Saturday, April 21, 2012

London Tradition Calling

The 32nd London Marathon.  

As per usual tradition, my feet are up, my computer on and in general my activity level hovers around nil. My 2nd two liter bottle of water sits besides me three-quarters full.  More work to be done there before the day is out. Dinner, with friends Kristin and Tarek, calls for fish - again as per my custom. So, lots of little traditions before a much bigger one.
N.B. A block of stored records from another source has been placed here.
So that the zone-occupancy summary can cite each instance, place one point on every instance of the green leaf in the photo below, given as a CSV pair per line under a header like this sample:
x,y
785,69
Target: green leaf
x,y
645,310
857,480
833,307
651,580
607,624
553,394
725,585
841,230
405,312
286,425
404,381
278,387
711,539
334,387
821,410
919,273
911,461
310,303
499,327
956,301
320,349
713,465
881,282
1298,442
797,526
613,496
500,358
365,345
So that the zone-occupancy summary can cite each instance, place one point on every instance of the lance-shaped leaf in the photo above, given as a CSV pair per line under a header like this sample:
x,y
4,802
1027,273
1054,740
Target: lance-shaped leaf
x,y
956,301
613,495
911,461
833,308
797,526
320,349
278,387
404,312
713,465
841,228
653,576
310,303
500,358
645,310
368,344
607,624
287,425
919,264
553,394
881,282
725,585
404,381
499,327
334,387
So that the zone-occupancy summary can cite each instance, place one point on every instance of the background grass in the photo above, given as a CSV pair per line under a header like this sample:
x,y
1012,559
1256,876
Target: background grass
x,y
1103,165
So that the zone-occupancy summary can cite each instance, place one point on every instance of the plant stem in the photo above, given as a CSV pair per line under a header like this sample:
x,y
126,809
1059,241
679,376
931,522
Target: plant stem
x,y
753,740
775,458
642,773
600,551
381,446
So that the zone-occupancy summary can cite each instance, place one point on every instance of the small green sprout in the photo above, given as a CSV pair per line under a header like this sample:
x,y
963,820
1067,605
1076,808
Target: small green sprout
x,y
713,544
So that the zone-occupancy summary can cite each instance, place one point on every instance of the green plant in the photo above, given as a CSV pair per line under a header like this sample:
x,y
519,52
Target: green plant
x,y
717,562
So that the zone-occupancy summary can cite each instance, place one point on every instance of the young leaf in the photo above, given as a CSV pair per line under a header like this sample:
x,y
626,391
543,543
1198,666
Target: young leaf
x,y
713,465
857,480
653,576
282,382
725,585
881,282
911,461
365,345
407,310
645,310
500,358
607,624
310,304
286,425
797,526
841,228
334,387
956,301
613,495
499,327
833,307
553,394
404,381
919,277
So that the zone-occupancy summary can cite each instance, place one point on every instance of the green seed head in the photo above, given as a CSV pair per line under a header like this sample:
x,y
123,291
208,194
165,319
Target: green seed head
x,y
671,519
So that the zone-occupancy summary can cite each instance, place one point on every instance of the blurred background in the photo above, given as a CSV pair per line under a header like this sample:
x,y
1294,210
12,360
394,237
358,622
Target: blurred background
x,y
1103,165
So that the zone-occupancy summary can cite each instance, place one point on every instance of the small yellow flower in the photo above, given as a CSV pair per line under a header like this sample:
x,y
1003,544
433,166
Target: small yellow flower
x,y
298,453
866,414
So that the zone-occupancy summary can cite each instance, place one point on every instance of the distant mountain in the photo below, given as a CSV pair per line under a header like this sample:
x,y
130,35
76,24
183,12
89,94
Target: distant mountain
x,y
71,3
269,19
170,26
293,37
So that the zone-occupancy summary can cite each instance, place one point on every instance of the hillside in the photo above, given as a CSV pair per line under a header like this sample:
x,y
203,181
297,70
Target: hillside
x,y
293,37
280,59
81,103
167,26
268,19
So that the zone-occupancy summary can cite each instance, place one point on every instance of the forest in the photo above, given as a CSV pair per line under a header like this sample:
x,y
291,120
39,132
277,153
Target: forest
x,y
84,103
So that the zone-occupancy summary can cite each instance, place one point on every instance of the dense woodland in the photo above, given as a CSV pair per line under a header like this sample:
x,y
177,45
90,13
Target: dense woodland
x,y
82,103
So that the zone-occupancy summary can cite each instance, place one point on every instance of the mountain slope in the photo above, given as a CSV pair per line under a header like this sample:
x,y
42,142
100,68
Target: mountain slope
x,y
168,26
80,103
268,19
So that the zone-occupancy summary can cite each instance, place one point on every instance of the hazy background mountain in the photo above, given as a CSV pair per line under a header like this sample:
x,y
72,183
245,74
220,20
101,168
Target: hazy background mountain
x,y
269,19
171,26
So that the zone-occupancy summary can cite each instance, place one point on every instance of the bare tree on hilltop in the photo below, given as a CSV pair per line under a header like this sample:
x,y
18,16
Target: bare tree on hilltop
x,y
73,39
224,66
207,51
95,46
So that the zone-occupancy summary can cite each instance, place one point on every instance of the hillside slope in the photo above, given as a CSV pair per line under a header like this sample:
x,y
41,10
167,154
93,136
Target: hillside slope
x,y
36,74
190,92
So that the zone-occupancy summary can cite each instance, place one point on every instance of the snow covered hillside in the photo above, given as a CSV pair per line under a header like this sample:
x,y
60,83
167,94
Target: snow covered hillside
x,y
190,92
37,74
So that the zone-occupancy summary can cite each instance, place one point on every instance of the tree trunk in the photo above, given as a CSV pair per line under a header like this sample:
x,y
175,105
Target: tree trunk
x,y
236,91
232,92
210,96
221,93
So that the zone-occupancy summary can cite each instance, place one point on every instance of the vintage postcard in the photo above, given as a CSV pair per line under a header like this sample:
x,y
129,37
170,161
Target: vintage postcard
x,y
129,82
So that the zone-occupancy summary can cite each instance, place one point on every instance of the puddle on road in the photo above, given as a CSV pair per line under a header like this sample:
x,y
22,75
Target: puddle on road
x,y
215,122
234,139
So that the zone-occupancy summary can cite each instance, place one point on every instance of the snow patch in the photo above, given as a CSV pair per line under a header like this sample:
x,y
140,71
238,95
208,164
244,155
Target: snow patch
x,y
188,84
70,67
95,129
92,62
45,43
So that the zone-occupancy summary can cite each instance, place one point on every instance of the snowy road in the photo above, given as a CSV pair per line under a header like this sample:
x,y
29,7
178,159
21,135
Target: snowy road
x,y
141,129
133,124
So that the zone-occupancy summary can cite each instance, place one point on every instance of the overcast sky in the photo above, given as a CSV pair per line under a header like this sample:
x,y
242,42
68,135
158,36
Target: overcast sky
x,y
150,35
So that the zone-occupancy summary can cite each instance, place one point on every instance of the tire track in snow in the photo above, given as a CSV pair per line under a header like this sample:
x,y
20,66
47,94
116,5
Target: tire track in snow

One tradition is the pre-marathon call for donations.  This race is particularly special as I am running for the local charity Rays of Sunshine.  I am using to donate to them.  Last night, I got to meet a few people from the charity in a small gathering.  Genni and Olivia from the charity (and hopefully Jane Sharpe, Executive Director, whom I met on a plane in 2010) will be on Tower Bridge cheering us on.  I met Ross, a fellow runner and a veteran of the race; he is looking for a good pace; we'll see how we both do.  Thank you to the many people who have already donated.
At the Rays of Sunshine Drinks Meet Up
(The US-based charities are also still available for giving here.)

Tradition (or, perhaps, let us say history) dominates everything about London.  What makes running the marathon here so special is that Rebecca, Justin and I lived here nearly a decade ago.  So, the connection to our past drove a key reason I wanted to run this event.  Some 40,000 people will join me I am told at 9:45 AM local time on Sunday.  Of course, London hosts the Olympics this year as well (but the marathon will be on a different course.)

This trip in fact has been punctuated by history and traditions which create a tidy package of ideas for this last email blast blast/blog post.

Thursday, April 19, 2012

Hyde Park Heaven

5 blissful miles in Hyde Park.  Overcast skies and cool temperatures. Numerous other runners, cyclists, dog walkers, pedestrians and a few on horseback for company.  Perfect for a last training run before Sunday's Virgin London Marathon.
Peter Pan's Statue - One of many monuments in the Park
Hyde Park contains so many paths that running there never dulls or becomes repetitive.   Turn a new corner, and you might find a statue or memorial that you never knew existed.  Another bend leads to a water feature or copse of trees.  The 350, most flat, acres anchors the Western portion of London, and combined with the adjacent Kensington Gardens provides recreation to millions of visitors each year.